There's math in measurements, there's biology in the trees, there's chemistry in the spruce gum mixture. "There's so much cross-cultural themes that are tied to this canoe," Lewis says. "Our engineering, our architecture — all tied into this wonderful little craft.
"It's like our gift to the world."
While the materials are all traditional, Lewis's process is not. He uses drills, heat guns, jigsaws. It's mostly a time-saver, he says. But he also figures his ancestors would laugh at him if they saw him not using the best technology at his disposal.
"The very first canoe, the very first trees I started peeling, I was using axes," Lewis says. "I was, of course, a lot younger then, so I could paddle even out there to the islands and then peel them with a knife."

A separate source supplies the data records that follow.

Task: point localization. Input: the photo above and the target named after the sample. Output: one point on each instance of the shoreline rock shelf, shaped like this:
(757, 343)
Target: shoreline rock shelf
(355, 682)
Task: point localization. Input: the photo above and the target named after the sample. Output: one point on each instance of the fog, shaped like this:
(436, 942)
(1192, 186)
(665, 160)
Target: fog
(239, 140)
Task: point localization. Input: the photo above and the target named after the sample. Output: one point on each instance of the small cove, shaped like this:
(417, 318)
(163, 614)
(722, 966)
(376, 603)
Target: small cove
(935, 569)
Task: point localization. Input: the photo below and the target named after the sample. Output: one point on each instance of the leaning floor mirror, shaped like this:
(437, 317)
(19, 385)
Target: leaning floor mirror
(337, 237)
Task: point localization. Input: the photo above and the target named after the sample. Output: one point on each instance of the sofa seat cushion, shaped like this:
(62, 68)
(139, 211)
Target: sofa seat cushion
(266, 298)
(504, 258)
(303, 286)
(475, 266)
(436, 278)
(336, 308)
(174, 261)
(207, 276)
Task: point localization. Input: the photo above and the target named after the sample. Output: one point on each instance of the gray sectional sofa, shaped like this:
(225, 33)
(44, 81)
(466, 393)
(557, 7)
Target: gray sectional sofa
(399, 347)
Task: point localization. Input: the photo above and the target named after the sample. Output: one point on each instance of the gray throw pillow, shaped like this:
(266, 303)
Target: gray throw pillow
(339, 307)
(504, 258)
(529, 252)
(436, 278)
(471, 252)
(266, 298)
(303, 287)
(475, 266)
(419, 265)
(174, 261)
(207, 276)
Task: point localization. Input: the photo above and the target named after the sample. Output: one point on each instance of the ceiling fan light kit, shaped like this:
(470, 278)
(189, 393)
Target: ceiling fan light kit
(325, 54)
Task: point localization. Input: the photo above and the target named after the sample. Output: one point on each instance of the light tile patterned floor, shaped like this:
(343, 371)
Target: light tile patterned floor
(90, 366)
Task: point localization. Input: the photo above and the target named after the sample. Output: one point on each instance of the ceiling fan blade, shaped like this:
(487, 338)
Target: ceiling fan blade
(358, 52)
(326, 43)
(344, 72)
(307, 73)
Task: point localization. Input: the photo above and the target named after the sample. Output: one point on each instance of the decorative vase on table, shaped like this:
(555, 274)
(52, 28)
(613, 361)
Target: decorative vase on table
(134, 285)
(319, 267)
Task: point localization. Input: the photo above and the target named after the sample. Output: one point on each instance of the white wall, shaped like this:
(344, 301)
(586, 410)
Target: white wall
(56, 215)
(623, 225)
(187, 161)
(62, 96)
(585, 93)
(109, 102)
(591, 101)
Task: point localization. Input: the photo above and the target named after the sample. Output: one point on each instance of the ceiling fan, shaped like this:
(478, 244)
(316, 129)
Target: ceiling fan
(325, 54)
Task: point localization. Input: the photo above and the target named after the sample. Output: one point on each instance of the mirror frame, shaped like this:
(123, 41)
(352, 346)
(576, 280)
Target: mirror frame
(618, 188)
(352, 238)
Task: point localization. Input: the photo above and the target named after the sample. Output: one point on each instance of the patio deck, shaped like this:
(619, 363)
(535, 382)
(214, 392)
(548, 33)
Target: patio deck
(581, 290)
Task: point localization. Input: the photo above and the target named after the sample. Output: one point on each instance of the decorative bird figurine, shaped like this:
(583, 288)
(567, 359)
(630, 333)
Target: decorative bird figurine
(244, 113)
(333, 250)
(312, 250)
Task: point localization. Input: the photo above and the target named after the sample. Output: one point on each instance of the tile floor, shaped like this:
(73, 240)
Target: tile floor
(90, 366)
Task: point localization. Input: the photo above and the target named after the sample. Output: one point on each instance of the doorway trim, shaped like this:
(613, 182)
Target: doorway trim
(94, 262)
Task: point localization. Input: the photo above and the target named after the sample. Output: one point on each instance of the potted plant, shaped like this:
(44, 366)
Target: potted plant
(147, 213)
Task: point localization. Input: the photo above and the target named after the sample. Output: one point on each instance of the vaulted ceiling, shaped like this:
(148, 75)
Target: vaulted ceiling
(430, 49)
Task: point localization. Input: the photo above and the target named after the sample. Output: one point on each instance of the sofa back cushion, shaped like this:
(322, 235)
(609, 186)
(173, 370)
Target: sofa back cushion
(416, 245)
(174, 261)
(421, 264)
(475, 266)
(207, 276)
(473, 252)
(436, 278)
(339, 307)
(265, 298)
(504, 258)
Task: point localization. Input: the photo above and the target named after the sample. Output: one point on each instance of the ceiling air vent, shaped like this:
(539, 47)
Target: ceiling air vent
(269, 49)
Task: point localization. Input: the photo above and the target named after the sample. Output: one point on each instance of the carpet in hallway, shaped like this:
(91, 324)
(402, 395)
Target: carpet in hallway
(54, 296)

He uses the heat gun to unfold the birch bark, crinkling as we wake it up from its two-year hiatus.
Lewis bends and folds the bark into place, and suddenly it takes the shape of a canoe. He sews the bark together using a figure-eight stitch with the spruce root.
Next comes the sheathing — or, the panels on the bottom of the canoe to give the birch bark a bit more support and shape — and snapping the ribs into place.
Finally, using a mixture of spruce gum, charcoal and animal fat, Lewis patches over tiny gaps left by the spruce root.
Sewing and patching the canoe takes time — more time than I had to spend there. Before I left, we went out on the lake.
The water is calm and the cold air bites a bit. Lewis and I paddle out to kâniyâsihk, where he used to swim with his cousins until dusk. It's where it all started for him.
He pulls a cattail out of the ground and hands me the end of it. It tastes like a mixture of cucumber and celery.
Lewis says he's heard of people making a type of pastry out of the pollen on a cattail, but he has to do more research.
Lewis is a great teacher — and I think that constant level of curiosity that he has is why.
In the few days I'd been at the camp, he taught me many things — like how to stitch a canoe, how to harvest spruce gum, and a few words in Cree.
Most of all, he taught me about myself. I spent so much of my life looking for my identity. Frankly, I'm still looking.
Being at kâniyâsihk Culture Camp helped me engage in Cree culture in ways I'd never had the opportunity to before. It was something I knew was missing, but I wasn't sure how to access it.
Lewis showed me that it didn't matter that he grew up immersed in Cree culture and I didn't — we're all always learning.
I went into this camp wanting to understand the making of a birchbark canoe and I came out with a better understanding of myself.
"This crazy journey that we've been on … every turn that you go, you're always learning," Lewis says.
That crazy journey — that canoe he's building — is still very much a work in progress. But we're all a work in progress, so long as we continue to learn.